The Case of the Lousy Lube
Another case of a tiny, untested product change producing disastrous results.
The machine shop in a large manufacturing company saw normally high yield rates drop precipitously over a period of weeks.
Teardowns of a few machines showed lubrication failure but further analysis showed that the lubrication failure resulted from lube oil congealing in oil passages thus blocking the flow of oil to lubrication points.
TI was requested to determine the cause and extent of damage, proper repair procedure, and commercially reasonable cost of repairs or replacement equipment.

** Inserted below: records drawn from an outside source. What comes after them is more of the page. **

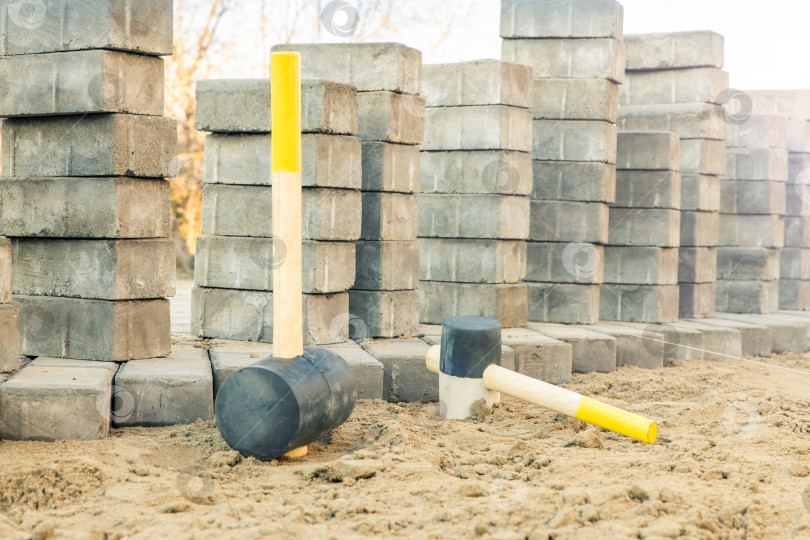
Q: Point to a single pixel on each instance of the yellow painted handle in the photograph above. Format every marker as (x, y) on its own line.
(285, 110)
(560, 400)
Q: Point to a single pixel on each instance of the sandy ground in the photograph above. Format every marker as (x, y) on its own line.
(732, 461)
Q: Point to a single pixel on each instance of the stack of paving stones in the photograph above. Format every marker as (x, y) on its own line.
(576, 51)
(641, 259)
(674, 82)
(233, 274)
(86, 205)
(384, 301)
(9, 315)
(476, 178)
(751, 229)
(794, 105)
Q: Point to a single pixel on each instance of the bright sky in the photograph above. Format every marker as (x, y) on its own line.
(766, 41)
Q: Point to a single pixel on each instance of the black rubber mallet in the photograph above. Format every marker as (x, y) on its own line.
(278, 405)
(468, 364)
(282, 403)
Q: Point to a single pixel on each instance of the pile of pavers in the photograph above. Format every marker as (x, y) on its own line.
(476, 180)
(233, 297)
(384, 301)
(794, 105)
(577, 55)
(86, 205)
(9, 315)
(751, 205)
(641, 260)
(674, 83)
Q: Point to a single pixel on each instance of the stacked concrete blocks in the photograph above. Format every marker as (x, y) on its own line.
(675, 83)
(576, 51)
(641, 259)
(384, 301)
(9, 315)
(475, 183)
(85, 202)
(794, 106)
(752, 204)
(235, 263)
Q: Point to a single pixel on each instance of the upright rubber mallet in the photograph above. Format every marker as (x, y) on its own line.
(468, 364)
(282, 403)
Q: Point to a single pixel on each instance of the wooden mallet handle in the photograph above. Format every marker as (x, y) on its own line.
(285, 98)
(560, 400)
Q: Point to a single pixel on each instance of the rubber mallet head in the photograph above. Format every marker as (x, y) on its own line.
(278, 405)
(469, 345)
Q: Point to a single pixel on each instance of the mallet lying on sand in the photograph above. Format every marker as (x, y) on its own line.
(468, 364)
(282, 403)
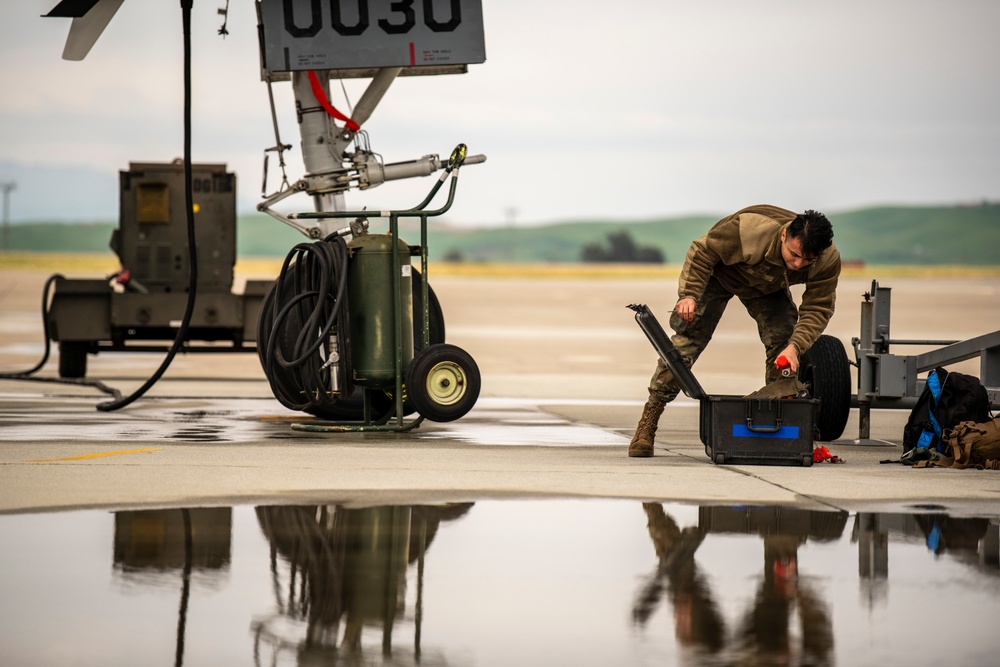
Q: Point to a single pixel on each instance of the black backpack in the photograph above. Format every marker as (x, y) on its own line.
(947, 399)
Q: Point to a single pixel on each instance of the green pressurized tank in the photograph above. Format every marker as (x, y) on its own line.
(370, 298)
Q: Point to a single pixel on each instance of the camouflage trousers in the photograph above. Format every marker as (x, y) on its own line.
(775, 314)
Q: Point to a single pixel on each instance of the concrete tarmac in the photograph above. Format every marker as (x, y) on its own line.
(564, 369)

TI met with representatives of the machine manufacturers and concluded there was no alternative but to tear down the machines to bare castings so that drilled oil passages in the castings could be physically swabbed to remove the gel. The process took 14 months and $2 million, and TI oversaw the teardown and documented the damage to each of dozens of machines. In order to maintain the owner’s production schedules, $1 million was authorized for rental machinery to stand in for machines in teardown. TI then analyzed hundreds of thousands of lines of the owner’s Excel production data to differentiate background levels of scrap, direct labor inefficiency and indirect labor from incremental increases due to machinery problems resulting from the bad oil. TI arranged for and oversaw appraisal of the involved machines to determine the change in machine value resulting from the teardown and repair project. Then, TI worked with forensic accountants to assist in determining the loss of income resulting from the machine downtime. The cause of the oil degradation was found to be an unauthorized oil additive substitution by the oil formulator and subrogation was pursued.